How defendant’s attempted murder conviction should be classified for purposes of the extended-term sentencing rules is not affected by this court’s recent decision in People v. Olivo, 183 Ill. 2d 339 (1998). In contrast to the present case, Olivo had nothing to do with the effect of statutory reclassification on offenses which were and remained of the same relative severity. The prior convictions in Olivo were less severe than the conviction for which the extended term was imposed. They had merely drawn enhanced sentences. Because enhancement of a sentence does not operate to elevate the class of the crime for which the sentence is imposed, the defendant in Olivo could not be said to have been previously convicted “of the same or greater class felony” within the meaning of section 5 — 5—3.2(b)(1). That case is therefore inapposite.
As an alternative basis for attacking the lower courts’ judgments, defendant argues that using his 1974 attempted murder conviction as an aggravating factor to support imposition of an extended term for his subsequent armed robbery conviction contravenes the federal and state constitutional prohibitions against ex post facto laws (U.S. Const., art. I, § 10; Ill. Const. 1970, art. I, § 16). The prohibition against ex post facto laws bars a state from enacting legislation that “ ‘changes the punishment, and inflicts a greater punishment, than the law annexed to the crime, when committed.’ ” (Emphasis omitted.) Collins v. Youngblood, 497 U.S. 37, 42, 111 L. Ed. 2d 30, 38, 110 S. Ct. 2715, 2719 (1990), quoting Calder v. Bull, 3 U.S. (3 Dall.) 386, 390, 1 L. Ed. 648, 650 (1798). Defendant contends that the statutory reclassification of his attempted murder conviction from a Class 1 to a Class X felony offends that prohibition *451because, in light of the extended-term sentencing provisions, it had the effect of subjecting him to a more serious punishment for attempted murder than would have been possible when he committed the crime.

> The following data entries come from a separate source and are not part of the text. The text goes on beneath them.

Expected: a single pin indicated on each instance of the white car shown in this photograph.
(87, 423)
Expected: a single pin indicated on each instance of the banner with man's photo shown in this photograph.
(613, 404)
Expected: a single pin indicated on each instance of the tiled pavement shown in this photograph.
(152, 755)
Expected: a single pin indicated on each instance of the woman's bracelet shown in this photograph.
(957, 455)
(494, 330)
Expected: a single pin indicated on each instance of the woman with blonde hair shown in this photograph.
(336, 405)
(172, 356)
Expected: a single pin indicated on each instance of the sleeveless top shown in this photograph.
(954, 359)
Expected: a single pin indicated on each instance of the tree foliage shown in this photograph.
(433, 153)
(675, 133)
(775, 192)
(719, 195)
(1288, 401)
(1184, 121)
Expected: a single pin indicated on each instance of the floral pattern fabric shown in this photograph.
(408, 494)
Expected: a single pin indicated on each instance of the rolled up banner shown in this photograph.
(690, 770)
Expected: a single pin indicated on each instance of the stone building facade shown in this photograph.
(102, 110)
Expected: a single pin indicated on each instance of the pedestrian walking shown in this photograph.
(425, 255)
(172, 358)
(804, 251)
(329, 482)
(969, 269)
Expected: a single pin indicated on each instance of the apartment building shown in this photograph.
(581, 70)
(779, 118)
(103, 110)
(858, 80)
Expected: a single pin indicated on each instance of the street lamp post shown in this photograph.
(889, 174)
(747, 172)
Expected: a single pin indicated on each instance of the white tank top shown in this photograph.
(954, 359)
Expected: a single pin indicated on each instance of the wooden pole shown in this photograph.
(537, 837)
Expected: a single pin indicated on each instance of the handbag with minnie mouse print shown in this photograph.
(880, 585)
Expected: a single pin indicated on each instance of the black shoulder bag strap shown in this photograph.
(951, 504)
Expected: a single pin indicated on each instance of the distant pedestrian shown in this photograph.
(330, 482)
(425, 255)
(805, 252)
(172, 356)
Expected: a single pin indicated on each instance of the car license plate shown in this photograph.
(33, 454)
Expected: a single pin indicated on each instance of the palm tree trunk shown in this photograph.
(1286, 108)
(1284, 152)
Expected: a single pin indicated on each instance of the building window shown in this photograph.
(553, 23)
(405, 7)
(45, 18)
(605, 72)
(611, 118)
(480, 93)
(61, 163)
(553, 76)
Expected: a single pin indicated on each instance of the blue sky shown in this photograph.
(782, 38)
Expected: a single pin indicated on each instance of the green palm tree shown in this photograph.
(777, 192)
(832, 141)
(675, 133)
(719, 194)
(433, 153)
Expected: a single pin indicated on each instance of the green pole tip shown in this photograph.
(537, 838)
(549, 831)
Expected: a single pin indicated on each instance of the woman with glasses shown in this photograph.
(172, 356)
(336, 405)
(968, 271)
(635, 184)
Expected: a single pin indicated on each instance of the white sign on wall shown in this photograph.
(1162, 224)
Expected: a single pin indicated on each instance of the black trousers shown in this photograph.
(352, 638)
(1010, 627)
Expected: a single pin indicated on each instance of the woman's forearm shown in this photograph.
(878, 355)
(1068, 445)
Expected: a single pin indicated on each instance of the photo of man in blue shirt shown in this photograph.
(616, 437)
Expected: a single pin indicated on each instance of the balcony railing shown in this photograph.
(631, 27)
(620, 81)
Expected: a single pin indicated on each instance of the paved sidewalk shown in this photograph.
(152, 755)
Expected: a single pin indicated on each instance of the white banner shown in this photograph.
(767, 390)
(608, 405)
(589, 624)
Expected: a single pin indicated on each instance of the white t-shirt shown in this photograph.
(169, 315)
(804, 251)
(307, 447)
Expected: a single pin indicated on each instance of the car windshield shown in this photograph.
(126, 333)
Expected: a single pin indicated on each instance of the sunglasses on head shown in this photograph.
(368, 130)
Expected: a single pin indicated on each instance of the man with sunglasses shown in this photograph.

There are two flaws in this argument. First, it fails to appreciate that the particular classification a felony carries has no importance, in and of itself, for purposes of applying the extended-term sentencing provisions. As our discussion has suggested, the critical inquiry in determining whether those sentencing provisions are applicable is the relative severity of the offenses. The offenses at issue here retained their same relative severity. Before reclassification they were both regarded as Class 1 felonies. After reclassification they were both regarded as Class X felonies. There was no change in the elements of the offenses, and there was never a time when attempted murder was considered to be less serious than armed robbery. Reclassification thus had no effect on defendant’s eligibility for an extended term.
The second, and equally fundamental, flaw in defendant’s argument is that it assumes that the enhanced punishment defendant received is attributable to his attempted murder conviction. It is not. Defendant’s subsequent conviction for armed robbery is what drew the enhanced sentence. His punishment for the attempted murder conviction remained the same. Defendant’s prior conviction for attempted murder merely served as a factor in aggravation at the sentencing hearing for defendant’s subsequent armed robbery conviction. Under such circumstances, our court has specifically held that no ex post facto concerns are present. People v. Dunigan, 165 Ill. 2d 235, 242-43 (1995).
For the foregoing reasons, the judgment of the appellate court is affirmed.